For one will scarcely die for a righteous person—though perhaps for a good person one would dare even to die—but God shows his love for us in that while we were still sinners, Christ died for us. Since, therefore, we have now been justified by his blood, much more shall we be saved by him from the wrath of God.

Thursday, November 8, 2007

Responding to Dispensationalism, Installation #2: Who are the Children of Abraham?: A discussion of Romans 2:26-29

Who are the Children of Abraham?

Romans 2

26 So, if a man who is uncircumcised keeps the precepts of the law, will not his uncircumcision be regarded as circumcision? 27 Then he who is physically uncircumcised but keeps the law will condemn you who have the written code and circumcision but break the law. 28 For no one is a Jew who is merely one outwardly, nor is circumcision outward and physical. 29 But a Jew is one inwardly, and circumcision is a matter of the heart, by the Spirit, not by the letter. His praise is not from man but from God.

Three statements must first be made: the Jews in Paul’s day considered themselves the children of Abraham by virtue of their covenant relationship through Moses and Sinai; for Paul, “keep[ing] the precepts of the law” is the same as one having been regenerated, which is the same as one having had the law of God written on his heart; and last, those “who have the written code and circumcision” are those to whom Moses gave the Decalogue; the members of the Old Covenant; those who in Paul’s day, considered themselves Jews exclusively.

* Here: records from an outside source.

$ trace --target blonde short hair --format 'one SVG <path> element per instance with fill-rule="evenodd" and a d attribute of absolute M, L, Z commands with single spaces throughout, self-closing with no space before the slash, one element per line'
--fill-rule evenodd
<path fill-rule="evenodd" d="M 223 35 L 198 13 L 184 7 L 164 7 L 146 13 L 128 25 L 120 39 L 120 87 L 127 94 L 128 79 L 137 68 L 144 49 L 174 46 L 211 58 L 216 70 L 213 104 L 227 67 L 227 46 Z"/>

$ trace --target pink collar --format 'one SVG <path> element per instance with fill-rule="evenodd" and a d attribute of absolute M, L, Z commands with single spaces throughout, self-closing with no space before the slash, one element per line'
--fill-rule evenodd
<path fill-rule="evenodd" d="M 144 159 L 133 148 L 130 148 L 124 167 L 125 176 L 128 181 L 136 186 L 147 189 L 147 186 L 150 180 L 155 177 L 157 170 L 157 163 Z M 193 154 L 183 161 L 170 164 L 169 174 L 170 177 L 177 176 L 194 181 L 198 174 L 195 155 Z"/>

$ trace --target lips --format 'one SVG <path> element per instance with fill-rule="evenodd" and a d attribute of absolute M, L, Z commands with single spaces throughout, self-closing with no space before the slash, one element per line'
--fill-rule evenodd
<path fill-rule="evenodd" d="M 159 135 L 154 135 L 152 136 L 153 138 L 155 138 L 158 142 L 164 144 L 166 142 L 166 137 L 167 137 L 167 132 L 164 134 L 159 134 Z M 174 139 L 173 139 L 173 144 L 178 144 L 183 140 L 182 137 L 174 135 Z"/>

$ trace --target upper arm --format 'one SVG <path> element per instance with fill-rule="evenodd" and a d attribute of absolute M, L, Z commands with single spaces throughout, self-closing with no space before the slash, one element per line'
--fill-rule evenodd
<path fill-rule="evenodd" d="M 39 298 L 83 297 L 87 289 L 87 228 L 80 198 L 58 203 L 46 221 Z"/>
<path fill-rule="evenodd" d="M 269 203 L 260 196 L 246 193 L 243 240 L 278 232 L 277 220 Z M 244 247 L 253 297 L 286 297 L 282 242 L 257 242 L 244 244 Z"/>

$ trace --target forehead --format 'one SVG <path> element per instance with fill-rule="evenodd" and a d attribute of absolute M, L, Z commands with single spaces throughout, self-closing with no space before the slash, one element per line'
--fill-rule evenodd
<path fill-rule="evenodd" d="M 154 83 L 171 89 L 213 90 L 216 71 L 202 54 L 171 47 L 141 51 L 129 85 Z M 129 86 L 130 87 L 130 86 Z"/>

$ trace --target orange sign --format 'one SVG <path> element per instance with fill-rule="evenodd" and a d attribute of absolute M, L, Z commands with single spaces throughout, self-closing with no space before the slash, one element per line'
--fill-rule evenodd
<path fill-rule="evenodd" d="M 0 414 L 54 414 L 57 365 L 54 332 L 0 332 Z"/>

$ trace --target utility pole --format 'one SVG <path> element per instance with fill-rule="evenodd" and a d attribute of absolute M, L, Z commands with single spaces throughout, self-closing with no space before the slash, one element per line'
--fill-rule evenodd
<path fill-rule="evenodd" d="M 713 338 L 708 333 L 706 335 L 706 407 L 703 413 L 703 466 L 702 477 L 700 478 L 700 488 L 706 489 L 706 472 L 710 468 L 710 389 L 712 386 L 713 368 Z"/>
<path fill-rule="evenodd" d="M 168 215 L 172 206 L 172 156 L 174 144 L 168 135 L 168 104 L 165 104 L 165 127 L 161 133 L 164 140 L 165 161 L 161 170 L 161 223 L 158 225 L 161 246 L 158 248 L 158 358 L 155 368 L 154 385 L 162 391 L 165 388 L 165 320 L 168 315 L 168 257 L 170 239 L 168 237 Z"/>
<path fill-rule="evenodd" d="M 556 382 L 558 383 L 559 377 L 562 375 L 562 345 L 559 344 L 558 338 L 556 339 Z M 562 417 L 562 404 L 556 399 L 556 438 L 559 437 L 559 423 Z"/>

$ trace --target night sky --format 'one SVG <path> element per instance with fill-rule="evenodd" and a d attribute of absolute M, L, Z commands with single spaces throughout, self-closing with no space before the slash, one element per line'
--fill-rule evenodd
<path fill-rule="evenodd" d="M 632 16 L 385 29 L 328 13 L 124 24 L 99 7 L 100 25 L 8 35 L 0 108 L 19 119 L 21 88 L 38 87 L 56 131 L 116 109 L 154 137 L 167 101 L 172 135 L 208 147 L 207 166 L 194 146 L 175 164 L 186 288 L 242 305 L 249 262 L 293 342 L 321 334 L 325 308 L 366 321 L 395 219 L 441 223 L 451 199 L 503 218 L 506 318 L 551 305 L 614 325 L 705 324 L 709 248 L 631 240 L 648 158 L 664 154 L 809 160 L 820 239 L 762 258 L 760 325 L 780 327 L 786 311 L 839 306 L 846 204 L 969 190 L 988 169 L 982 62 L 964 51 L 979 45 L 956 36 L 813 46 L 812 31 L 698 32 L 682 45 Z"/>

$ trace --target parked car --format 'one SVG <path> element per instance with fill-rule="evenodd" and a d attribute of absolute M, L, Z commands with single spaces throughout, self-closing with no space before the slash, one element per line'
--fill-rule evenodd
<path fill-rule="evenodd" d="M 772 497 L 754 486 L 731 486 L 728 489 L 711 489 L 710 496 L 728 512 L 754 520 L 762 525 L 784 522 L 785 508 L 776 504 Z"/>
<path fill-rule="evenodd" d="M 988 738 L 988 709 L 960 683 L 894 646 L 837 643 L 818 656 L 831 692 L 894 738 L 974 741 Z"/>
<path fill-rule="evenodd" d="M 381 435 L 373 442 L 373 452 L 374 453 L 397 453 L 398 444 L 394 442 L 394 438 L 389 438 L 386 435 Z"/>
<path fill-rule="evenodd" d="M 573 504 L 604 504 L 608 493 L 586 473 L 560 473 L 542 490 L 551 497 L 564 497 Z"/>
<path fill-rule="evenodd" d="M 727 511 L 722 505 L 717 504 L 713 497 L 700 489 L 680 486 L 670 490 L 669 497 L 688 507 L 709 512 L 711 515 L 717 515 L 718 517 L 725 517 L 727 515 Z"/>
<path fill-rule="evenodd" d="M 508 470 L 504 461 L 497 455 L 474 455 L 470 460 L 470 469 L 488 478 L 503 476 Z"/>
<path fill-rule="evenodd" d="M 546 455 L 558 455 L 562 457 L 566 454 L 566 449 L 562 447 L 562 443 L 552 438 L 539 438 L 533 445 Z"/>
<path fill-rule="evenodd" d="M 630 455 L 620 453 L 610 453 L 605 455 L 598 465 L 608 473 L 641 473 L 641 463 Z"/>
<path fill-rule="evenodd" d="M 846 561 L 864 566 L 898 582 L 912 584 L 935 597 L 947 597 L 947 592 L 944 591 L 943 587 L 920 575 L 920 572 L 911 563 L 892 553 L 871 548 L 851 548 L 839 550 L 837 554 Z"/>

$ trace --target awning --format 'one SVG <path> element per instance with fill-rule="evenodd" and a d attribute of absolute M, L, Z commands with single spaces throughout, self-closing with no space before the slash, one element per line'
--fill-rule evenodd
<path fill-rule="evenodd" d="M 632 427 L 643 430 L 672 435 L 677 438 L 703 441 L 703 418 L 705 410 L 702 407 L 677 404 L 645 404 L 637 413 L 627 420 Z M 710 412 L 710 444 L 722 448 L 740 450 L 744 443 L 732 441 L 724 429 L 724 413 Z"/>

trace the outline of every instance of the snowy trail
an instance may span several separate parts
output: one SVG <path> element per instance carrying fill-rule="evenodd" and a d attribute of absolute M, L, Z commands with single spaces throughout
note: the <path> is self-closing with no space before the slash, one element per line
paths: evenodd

Paul clarifies here what God has been doing throughout history: that which was once veiled as a mystery but is now revealed more clearly after Christ (the Lamb of God, the Seed of Abraham) has come, that the ethnic Jew (the Jew by sole virtue of his family heritage) is not necessarily the one blessed to receive the promises of God even if, along with that heritage, he obeyed the stipulations of the Mosaic covenant and received some of the physical promises of God with the covenant community as a whole but rather, the true Jew is the one who is circumcised of heart, not just circumcised of flesh; the one who has the precepts of the moral law written on his heart by God’s elective work, not the one who only obeys the precepts of the civil and ceremonial law of Moses as a member of the Old Covenant community.

When Paul mentions circumcision here he is referencing the outward obedience to the Mosaic Law, which is why he draws the contrast between the one who is merely circumcised and the one who has the law inwardly; the one who has had the law written on his heart; that one is the one who is regarded as actually having been circumcised.

Having the law written on the heart of an individual, as is mentioned in Jeremiah 31, is not the futuristic portion of that prophesy, the future aspect of it was that one day, all those in the covenant God has made will have the law written on their hearts. There were many under the Old Covenant who were members of that community but who had not had the law written on their hearts, likewise there were individuals in the Old Covenant who did have that law written on their hearts—they were saved, they were born again—but the law had not been written on the hearts of the community at large. One day in that New Covenant, all its members will have that blessing; all of those covenant members will be the spiritual children of Abraham. We will discuss this a bit more when we deal with the Jeremiah passage in particular, as we attempt to answer the question: who are the partakers of the New Covenant?